The wonder finds its way to our table while figures of hospitality and an actual magician make their smooth rounds, eventually settling upon us like the soft light that is still illuminating the Lionshead slopes. The summer beauty is in the simplicity, and the food follows suit.

“Our goal is to serve great steaks to everybody,” said Executive Chef Benjamin LaPrade.

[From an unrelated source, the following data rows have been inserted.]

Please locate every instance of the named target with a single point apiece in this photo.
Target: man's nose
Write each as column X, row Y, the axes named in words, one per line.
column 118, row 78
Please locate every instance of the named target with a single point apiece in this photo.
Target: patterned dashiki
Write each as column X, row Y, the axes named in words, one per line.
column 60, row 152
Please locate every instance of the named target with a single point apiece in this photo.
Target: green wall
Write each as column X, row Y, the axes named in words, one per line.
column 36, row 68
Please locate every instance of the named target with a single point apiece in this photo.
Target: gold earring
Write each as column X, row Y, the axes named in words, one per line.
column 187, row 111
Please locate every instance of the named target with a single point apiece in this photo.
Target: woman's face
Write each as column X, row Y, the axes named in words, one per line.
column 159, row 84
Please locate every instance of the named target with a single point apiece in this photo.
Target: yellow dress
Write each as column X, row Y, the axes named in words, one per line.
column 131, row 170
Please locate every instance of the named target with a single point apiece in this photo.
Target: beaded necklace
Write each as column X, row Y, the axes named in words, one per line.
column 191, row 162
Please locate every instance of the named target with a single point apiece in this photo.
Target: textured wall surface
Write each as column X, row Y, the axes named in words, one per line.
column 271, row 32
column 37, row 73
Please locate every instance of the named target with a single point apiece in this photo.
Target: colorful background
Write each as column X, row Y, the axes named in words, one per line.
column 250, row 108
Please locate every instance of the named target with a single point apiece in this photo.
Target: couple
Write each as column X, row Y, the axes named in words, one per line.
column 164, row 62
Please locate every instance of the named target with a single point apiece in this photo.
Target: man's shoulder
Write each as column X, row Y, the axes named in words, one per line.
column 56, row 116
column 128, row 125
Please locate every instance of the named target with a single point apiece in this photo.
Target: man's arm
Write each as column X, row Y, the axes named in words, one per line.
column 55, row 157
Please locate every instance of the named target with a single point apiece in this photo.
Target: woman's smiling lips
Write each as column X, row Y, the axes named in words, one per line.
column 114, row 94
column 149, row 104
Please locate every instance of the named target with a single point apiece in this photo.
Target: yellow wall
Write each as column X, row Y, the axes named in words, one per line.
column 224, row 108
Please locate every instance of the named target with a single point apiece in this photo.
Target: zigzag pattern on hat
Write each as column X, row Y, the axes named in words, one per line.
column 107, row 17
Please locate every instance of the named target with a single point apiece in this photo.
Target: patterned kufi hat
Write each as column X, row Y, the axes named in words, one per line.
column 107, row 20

Try the turf, but don’t forget about the surf. The restaurant always has fresh seafood flown in, offering the cold seafood tower with a full spread of salt water fare that will feed up to four, and a seafood stack that’s made for two. Freshly shucked oysters stand beside a cluster of crab legs, lobster and mussels, along with an avocado and blue crab cocktail and succulent shrimp ceviche.

Point Reyes blue cheese crumbles dust the surface of the summer salad greens, dried apricots, red onions, spiced nuts and cucumber pieces — a nice starter alone or alongside more decadent appetizers of warm Danish brie, slow roasted lamb short ribs or the elk jalepeno cheddar sausage plate.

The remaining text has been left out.